After much debate, we have decided to rehome our 14 week old female Pyr puppy. She is AKC registered. She absolutely loves water. We do not have the time to get her adjusted to the goats and our goats are not mean enough to put her in her place. Also my adult Pyr is too hot and old to deal with her puppy antics. I will not ship her. She can go to an approved home only. If interested call me at 843 372-2562. I have also called the breeder I got her from to see if she knows of a good home. I paid $350 for her. She has had three sets of shots so far and is on heartworm preventative and frontline flea preventative.


----------



## goatheaven (Oct 18, 2007)

I was afraid my post sounded like I wanted money for her, I do not. I just want Shadow to be in a loving home. I am heart broken that I need to find her a new home but it is what is best for everyone including her.

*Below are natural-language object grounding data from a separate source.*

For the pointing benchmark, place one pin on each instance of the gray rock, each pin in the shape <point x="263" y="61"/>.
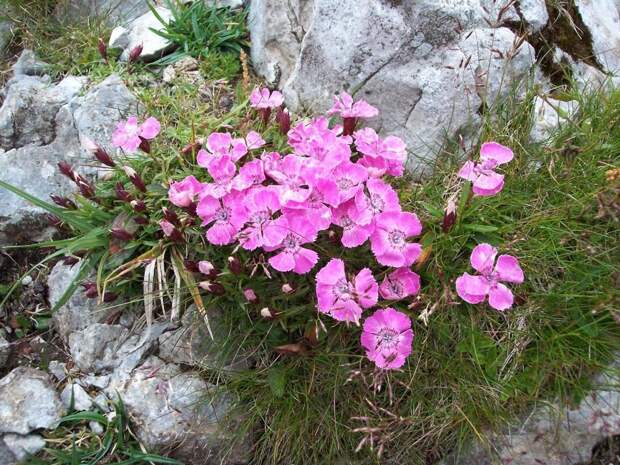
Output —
<point x="549" y="115"/>
<point x="113" y="11"/>
<point x="42" y="124"/>
<point x="28" y="401"/>
<point x="139" y="32"/>
<point x="553" y="434"/>
<point x="79" y="311"/>
<point x="602" y="19"/>
<point x="22" y="446"/>
<point x="5" y="349"/>
<point x="74" y="395"/>
<point x="178" y="413"/>
<point x="406" y="58"/>
<point x="58" y="370"/>
<point x="28" y="65"/>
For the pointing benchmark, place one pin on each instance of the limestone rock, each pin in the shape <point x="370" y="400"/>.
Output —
<point x="139" y="32"/>
<point x="602" y="19"/>
<point x="549" y="115"/>
<point x="78" y="312"/>
<point x="428" y="66"/>
<point x="28" y="401"/>
<point x="22" y="446"/>
<point x="178" y="413"/>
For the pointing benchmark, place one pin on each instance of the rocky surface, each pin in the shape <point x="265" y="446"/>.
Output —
<point x="140" y="32"/>
<point x="553" y="435"/>
<point x="430" y="67"/>
<point x="28" y="401"/>
<point x="42" y="123"/>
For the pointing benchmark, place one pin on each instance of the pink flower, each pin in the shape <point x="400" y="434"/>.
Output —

The money part doesn't bother me of course dear hubby doesn't like it though. Just wanted to make that point clear in case anyone is interested in giving her a good loving home.


----------



## goatheaven (Oct 18, 2007)

Shadow went to her new home today in Kershaw. The man stays home all day and was so excited to get her. I was sad letting her go but I hope things will be better for her there. Thanks!


----------



## StaceyRosado (Oct 5, 2007)

oh I am glad you found her a home. Giving up special animals is always so hard.


----------